# Hola



## asbreathingflows (Jul 19, 2009)

Hey just stumbled across this forum and (spur of the moment inspiration) decided to join :happy:

You could say I was drawn here by my Ne... fate is a mysterious thing... haha... well anyway... look forward to meeting you guys! Peace :laughing:


----------



## Mr. CafeBot (Jun 13, 2009)

*Welcome to PersonalityCafe!*

*You are hearing a robotic sounding voice coming towards you*



Greetings asbreathingflows and welcome to PersonalityCafe!! My name is Mr. CafeBot. I am here to personally greet you and thank you for joining our humble little forum. No matter your type, you will surely experience a wonderful time with the members of this forum. We cater to all personality types so you will never feel alone or weird. Truth is this forum is full of weirdos!! Pleazeee hel.... *Ahem*I mean we have the nicest people you will ever meet. 
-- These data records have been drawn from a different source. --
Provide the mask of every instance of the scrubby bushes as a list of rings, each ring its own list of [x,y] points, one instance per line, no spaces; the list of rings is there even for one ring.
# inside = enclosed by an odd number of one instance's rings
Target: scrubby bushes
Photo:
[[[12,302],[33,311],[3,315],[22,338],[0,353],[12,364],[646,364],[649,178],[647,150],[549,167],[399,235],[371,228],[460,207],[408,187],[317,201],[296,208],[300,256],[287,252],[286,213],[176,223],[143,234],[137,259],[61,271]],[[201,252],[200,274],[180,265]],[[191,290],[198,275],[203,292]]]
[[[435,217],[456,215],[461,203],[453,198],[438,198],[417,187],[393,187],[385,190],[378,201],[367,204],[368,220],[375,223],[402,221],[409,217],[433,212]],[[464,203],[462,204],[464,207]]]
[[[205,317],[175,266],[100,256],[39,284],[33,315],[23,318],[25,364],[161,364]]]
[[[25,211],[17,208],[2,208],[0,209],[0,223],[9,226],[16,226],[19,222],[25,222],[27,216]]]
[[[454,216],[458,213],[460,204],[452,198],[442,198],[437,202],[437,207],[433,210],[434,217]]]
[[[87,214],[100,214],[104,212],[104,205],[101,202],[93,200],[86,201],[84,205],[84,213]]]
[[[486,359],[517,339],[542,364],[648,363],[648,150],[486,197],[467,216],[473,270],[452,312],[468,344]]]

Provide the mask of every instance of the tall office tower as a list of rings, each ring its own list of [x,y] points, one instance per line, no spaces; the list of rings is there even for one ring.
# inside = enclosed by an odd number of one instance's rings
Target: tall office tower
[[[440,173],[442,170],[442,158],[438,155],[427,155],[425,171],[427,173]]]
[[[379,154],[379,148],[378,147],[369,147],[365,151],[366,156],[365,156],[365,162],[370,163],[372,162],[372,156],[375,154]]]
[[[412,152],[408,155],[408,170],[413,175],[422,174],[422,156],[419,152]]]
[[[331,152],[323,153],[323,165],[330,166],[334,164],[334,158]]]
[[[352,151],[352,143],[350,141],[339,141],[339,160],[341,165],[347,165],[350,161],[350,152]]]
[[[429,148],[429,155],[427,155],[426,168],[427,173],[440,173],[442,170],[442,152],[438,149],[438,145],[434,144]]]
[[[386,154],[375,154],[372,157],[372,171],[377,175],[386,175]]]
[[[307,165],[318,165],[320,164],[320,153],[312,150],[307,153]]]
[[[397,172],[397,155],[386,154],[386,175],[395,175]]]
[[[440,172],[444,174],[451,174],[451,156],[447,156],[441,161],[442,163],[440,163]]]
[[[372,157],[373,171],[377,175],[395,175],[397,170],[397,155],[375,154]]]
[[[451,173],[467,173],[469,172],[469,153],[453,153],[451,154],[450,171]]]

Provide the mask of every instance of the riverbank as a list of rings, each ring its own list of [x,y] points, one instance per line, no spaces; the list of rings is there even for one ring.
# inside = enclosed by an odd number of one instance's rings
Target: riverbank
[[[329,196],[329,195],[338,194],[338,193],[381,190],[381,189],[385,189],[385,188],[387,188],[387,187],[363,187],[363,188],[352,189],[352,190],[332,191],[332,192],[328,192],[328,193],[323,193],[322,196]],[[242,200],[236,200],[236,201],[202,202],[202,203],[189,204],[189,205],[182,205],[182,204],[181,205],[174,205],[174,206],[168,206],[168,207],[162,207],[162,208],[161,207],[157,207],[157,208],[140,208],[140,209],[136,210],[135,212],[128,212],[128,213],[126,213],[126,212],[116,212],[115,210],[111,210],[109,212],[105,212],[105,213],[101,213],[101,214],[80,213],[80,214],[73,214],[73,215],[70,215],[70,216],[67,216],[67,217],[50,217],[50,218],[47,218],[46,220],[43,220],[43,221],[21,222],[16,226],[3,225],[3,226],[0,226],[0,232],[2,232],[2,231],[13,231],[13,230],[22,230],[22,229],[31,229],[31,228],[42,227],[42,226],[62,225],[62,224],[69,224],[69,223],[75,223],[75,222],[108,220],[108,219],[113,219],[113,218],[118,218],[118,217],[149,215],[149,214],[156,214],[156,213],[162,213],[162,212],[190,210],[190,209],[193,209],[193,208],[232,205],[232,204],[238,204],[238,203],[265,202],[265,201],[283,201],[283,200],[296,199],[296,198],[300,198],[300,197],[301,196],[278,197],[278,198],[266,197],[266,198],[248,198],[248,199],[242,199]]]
If you need basic forum information our newbie guide link is here...
http://personalitycafe.com/intro/2319-friendly-guide-newbies.html

To keep the forum entertaining and safe, our forum rules link is here...
http://personalitycafe.com/announcements/540-personality-cafe-forum-rules.html

If you need any help or have any suggestions, please let us know here...
http://personalitycafe.com/support-suggestions/

We will always be glad to help you!

Again, welcome to our forum asbreathingflows. We hope that your experience with us is tremendously benevolent!

P.S.

Please tip me 1 gold. I need to buy more coffee! @[email protected]


----------



## SummoningDark (Mar 10, 2009)

Welcome to the cafe, hope you'll enjoy your stay. :happy:


----------



## Trope (Oct 18, 2008)

Welcome to the forum. 

What else inspires you?


----------



## Siggy (May 25, 2009)

Wow,

What a perfect intro for an ENFP. and a great name too. Welcome to the forum, and enjoy your stay, though you may end up at the moon, thats where the NFs usually end up


----------



## asbreathingflows (Jul 19, 2009)

Trope said:


> Welcome to the forum.
> 
> What else inspires you?


Cheers. Hmm... above all people and music. I love getting to know people and sharing 'moments' with them (I hope that makes sense :tongue. And music purely because it can express emotion where words cannot :happy:


----------



## Happy (Oct 10, 2008)

Greetings asbreathingflows! Welcome to personalitycafe! Thank you very much for joining our humble little forum. We hope you have a great time with us! I'm glad to see a fellow ENFP brother joining.roud:


----------



## Schattenjaeger (Jul 9, 2009)

asbreathingflows said:


> And music purely because it can express emotion where words cannot :happy:


Agreed *g*

Welcome to the forum!


----------



## vanWinchester (May 29, 2009)

Welcome to PC!


----------



## Trope (Oct 18, 2008)

asbreathingflows said:


> Cheers. Hmm... above all people and music. I love getting to know people and sharing 'moments' with them (I hope that makes sense :tongue. And music purely because it can express emotion where words cannot :happy:


It makes sense to me. I mark time as a succession of moments rather than a solid line.


----------



## Closet Extrovert (Mar 11, 2009)

Oh my word! Another ENFP! Cool! Welcome! roud:


----------



## ChaosRegins (Apr 11, 2009)

*Welcome to the forum. Take a load off and deal with a crazed lot of interesting people.*


----------



## asbreathingflows (Jul 19, 2009)

Closet Extrovert said:


> Oh my word! Another ENFP! Cool! Welcome! roud:


Thankyou :happy:

I love your name btw (very ENFPish) :wink:



ChaosRegins said:


> *Welcome to the forum. Take a load off and deal with a crazed lot of interesting people.*


Heh sounds like my sort of place - crazy people are fascinating


----------



## starri (Jan 23, 2009)

Enchanté roud:


----------



## pianopraze (Jun 29, 2009)

Bein venitos!

Gato por ustethes:


----------



## Ćerulean (Nov 18, 2008)

What they said.


----------



## asbreathingflows (Jul 19, 2009)

pianopraze said:


> Bein venitos!
> 
> Gato por ustethes


Me gustan los gatos roud:

(and that's pretty much the extent of my Spanish!)


----------



## pianopraze (Jun 29, 2009)

asbreathingflows said:


> Me gustan los gatos roud:
> 
> (and that's pretty much the extent of my Spanish!)


de nada...


----------



## skycloud86 (Jul 15, 2009)

*Welcome to the forum :happy:*


----------



## slowriot (Nov 11, 2008)

hello and welcome


----------



## Surreal Breakfast (Oct 24, 2008)

W-e-L-c-O-m-E t-O p-E-r-S-o-N-a-L-i-T-y-C-a-F-e


----------